The EUR/JPY volatility surface is offering very attractive opportunities because the skew on the 6m and 1y is currently excessive (refer 4th graph). Where IV skews seem to be mispricing, which is why implied vols of this pair across the various tenors are reducing considerably.
If we’ve to contemplate that the options market is pricing EURJPY risk reversals (RR) as the sum of EUR/USD and USD/JPY RR, the triangle is perfectly priced (refer 2nd graph). The implied volatility of 6m and 1y 25-delta strikes is trading about 3 volatility points higher than ATM volatility, which supposes that the implied volatility should be strongly negatively correlated with the FX rate.
Since 2013, the EURJPY RR has strongly mean reverted towards the vol/spot correlation. However, this correlation has been about zero for a few weeks (refer 3rd graph), such that EURJPY 6m skew is now disconnected from its fair value.
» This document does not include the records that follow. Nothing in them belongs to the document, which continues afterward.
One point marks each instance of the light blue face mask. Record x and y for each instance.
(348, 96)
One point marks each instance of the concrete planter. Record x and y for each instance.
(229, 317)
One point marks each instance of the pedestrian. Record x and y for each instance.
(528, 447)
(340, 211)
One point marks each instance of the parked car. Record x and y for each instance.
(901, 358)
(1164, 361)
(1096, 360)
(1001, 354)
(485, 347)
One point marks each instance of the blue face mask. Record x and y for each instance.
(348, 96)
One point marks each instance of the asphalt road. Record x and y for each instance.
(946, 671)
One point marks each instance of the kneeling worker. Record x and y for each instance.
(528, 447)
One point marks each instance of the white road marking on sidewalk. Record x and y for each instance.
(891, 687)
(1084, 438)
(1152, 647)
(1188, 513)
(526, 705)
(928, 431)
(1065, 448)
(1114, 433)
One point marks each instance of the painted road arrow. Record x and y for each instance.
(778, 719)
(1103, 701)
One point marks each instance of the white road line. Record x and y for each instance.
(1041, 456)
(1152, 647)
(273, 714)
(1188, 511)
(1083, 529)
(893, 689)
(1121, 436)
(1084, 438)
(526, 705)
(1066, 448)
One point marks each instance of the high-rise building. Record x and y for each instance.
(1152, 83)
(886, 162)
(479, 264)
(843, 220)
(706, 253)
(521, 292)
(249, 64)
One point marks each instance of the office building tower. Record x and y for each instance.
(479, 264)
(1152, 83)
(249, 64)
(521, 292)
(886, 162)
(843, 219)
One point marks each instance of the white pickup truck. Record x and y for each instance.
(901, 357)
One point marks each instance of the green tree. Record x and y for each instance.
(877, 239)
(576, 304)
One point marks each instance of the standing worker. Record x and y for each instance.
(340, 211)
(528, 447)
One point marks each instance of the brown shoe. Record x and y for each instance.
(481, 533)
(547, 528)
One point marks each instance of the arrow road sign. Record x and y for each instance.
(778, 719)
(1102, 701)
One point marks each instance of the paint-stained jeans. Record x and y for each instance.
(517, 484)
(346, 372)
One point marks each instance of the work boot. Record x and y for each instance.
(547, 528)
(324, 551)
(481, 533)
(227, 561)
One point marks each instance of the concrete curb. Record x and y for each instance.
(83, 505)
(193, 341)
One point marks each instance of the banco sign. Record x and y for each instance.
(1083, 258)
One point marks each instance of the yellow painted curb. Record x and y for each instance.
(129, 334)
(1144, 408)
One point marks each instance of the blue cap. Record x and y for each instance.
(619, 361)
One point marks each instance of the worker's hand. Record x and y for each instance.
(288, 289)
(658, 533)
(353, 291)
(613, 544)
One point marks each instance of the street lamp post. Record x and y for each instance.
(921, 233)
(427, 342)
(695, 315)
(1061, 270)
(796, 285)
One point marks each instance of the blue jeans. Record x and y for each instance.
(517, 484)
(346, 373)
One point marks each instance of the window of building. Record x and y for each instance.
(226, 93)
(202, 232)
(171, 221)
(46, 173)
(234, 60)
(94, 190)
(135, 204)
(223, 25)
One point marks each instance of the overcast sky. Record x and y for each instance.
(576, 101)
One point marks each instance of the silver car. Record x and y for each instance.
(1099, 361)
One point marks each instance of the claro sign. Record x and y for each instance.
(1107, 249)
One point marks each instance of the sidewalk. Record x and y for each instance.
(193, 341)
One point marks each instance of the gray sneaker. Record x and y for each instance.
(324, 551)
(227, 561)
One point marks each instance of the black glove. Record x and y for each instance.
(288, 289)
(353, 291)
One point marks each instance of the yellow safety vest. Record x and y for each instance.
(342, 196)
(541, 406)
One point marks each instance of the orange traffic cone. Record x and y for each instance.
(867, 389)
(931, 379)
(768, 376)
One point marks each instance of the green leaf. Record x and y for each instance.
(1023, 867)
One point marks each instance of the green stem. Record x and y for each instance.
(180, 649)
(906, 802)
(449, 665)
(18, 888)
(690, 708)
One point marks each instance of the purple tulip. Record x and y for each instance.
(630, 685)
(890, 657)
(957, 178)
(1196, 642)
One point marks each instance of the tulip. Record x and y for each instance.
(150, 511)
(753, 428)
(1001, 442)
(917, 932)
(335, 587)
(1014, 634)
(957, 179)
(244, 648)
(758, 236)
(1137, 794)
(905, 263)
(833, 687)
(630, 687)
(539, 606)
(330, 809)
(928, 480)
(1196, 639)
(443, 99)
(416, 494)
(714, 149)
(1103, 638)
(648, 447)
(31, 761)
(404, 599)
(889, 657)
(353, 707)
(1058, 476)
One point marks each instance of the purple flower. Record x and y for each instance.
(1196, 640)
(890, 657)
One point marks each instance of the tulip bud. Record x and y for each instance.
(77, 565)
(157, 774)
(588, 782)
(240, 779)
Splitting the EURJPY RR into EURUSD and USDJPY components, like the market, exhibits the source of this mispricing. The EURUSD 6m RR is trading at -1.8 and the USD/JPY at -1.1. The former is consistent with the EURUSD price action, which actually saw downside volatility.
However, USDJPY has indeed been positively correlated with its volatility, hence the EURJPY mispricing comes from the yen side. Investors could directly consider selling the USDJPY excessive skew, but we recommend selling the EURJPY skew instead. It offers a larger risk premium (due to the fairly priced EURUSD smile component), which is opportunistic given our bullish bias on the spot.